As many user shares as desired can be created. These shares must then be defined in the management console under SYSTEM>Storage Locations. These storage locations have a name and a path as seen below.
Each storage location must have one or more active directory groups associated with it. The best practice would be to create a group specifically for this assignment, then add users into that group to assign the layer.
Storage locations are then prioritized so that if a user is in groups under more than one storage location they will use the one with the highest priority.
If you look on the share you first see a “Users” folder, then Domain_ UserName, then OS layer. In that folder, there is then the actual user layer VHD as well as two diagnostic files.
Diag.txt show the last logon info and logoff.txt shows the last logoff info.
When to create Replicas
We would love to be able to say that every elastic share can handle up to 10,000 users and each user elastic share can handle up to 5000 users. However, it doesn’t really work that way because all users use these infrastructure components differently as do all applications.
Therefore, a standard engineering approach should be taken with deployment of elastic shares for Apps and Users. First create a standard design that assumes you will require multiple shares for both Apps and Users. Then create an initial share for each. If you know you are going to scale fairly quickly create more than one of each. For app layers define the mechanism that will be used to replicate the elastic applications shares and implement it.
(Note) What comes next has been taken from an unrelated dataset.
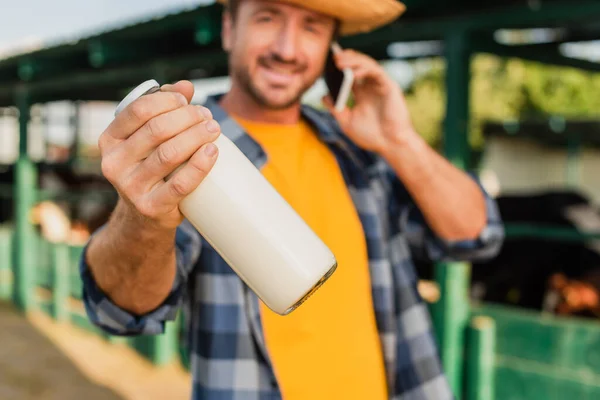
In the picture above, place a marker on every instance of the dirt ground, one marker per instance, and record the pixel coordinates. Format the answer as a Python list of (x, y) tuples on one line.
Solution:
[(40, 359)]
Create your GPO or GPP settings and define how to separate desktops into different OU’s.
Now you are ready for initial deployment. Start small with a pilot. Analyze the load both read/write on the shares/storage. Add users to the deployment in some definable way meaning by Department, Group, organization, alphabetically and so on. As you add users monitor network and storage IO and as IO becomes too high or performance is actually impacted move some users/machine to a new share and grow there. As you grow you will have a much better idea of your requirements.
User Layer Size
A user layer by default will be created by first checking the user layer share to see if there is a quota defined for the user. If a quota is defined then the user layer will be configured to be a maximum of that size. If no quota is defined and no over-ride is defined then the user layer will be set to a max size of 10GB.
In order to have quota affect User Layer sizing it must be a hard quota. We have tested Microsoft's quota tools; File Server Resource Manager (FSRM) and Quota Manager.
The quota must be set on the User Layer directory meaning the one named “Users”.
Note: Changing the quota (increasing or decreasing) only impacts new User Layers. The maximum size of existing User Layers was previously set and will remain unchanged when the quota is updated.
It is possible to over-ride the default User Layer max size using the registry on Managed Machines. The following keys are optional and do not need to be configured for normal operation. If needed they must be added manually using a layer or a GPO/GPP.
Registry Root: HKLM\Software\Unidesk\Ulayer
|True to enable discovery and use of quotas.
False to disable.
|DefaultUserLayerSizeInGb||DWord||User defined||The size of the user layer in GB (E.g. 5, 10, 23, etc.) When not specified the default is 10.|
|QuotaQuerySleepMS||DWord||User defined||The number of milliseconds to wait after creating the directory for the user layer before checking to see if it has a quota. This is necessary to give some quota systems time to apply the quota to the new directory (FSRM requires this). When not specified the default is 1000|
User Layer Backup
If you plan to back up user writable disks determine the method that will be used for that. These disks will be locked for write much of the time. You could create a script to check over-night and copy the VHD if it’s not mounted. You can also use something like SAN replication at the storage level. These disks can be very large so it may be challenging to copy them using a script. San replication would be much more efficient.